Population growth and increasing urbanization in earthquake-prone areas suggest that earthquake impacts on human populations will increase in the coming decades. Recent large earthquakes affecting large populations in Japan, Haiti, Chile and New Zealand are evidence of this trend and also illustrate significant variations in outcomes such damage and mortality levels. The objectives of this review were to describe the impact of earthquakes on human populations in terms of mortality, injury and displacement and, to the extent possible, identify risk factors associated with these outcomes. This is one of five reviews on the human impact of natural disasters.
Data on the impact of earthquakes were compiled using two methods, a historical review from 1980 to mid 2009 of earthquake events from multiple databases and a systematic literature review of publications, ending in October 2012. Analysis included descriptive statistics and bivariate tests for associations between earthquake mortality and characteristics using STATA 11.

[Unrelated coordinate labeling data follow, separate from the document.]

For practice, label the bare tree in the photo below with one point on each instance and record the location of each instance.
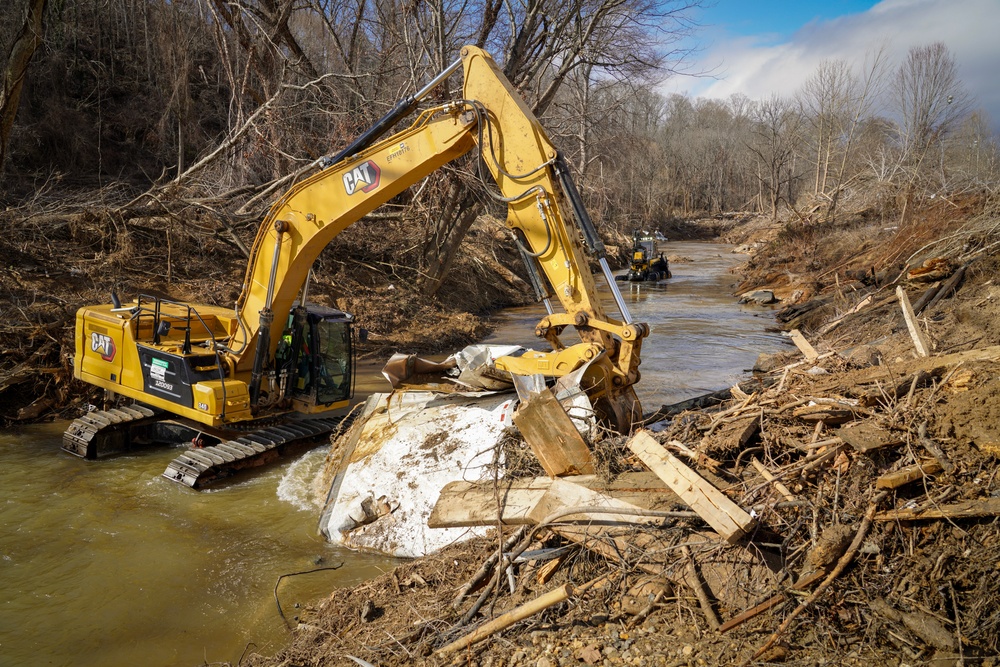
(825, 99)
(21, 50)
(774, 135)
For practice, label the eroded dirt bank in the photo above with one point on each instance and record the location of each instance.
(863, 473)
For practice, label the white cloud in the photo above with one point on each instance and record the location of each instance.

From 1980 through 2009, there were a total of 372,634 deaths (range 314,634-412,599), 995,219 injuries (range: 845,345-1,145,093), and more than 61 million people affected by earthquakes, and mortality was greatest in Asia. Inconsistent reporting across data sources suggests that the numbers injured and affected are likely underestimates. Findings from a systematic review of the literature indicate that the primary cause of earthquake-related death was trauma due to building collapse and, the very young and the elderly were at increased mortality risk, while gender was not consistently associated with mortality risk.
Strategies to mitigate the impact of future earthquakes should include improvements to the built environment and a focus on populations most vulnerable to mortality and injury.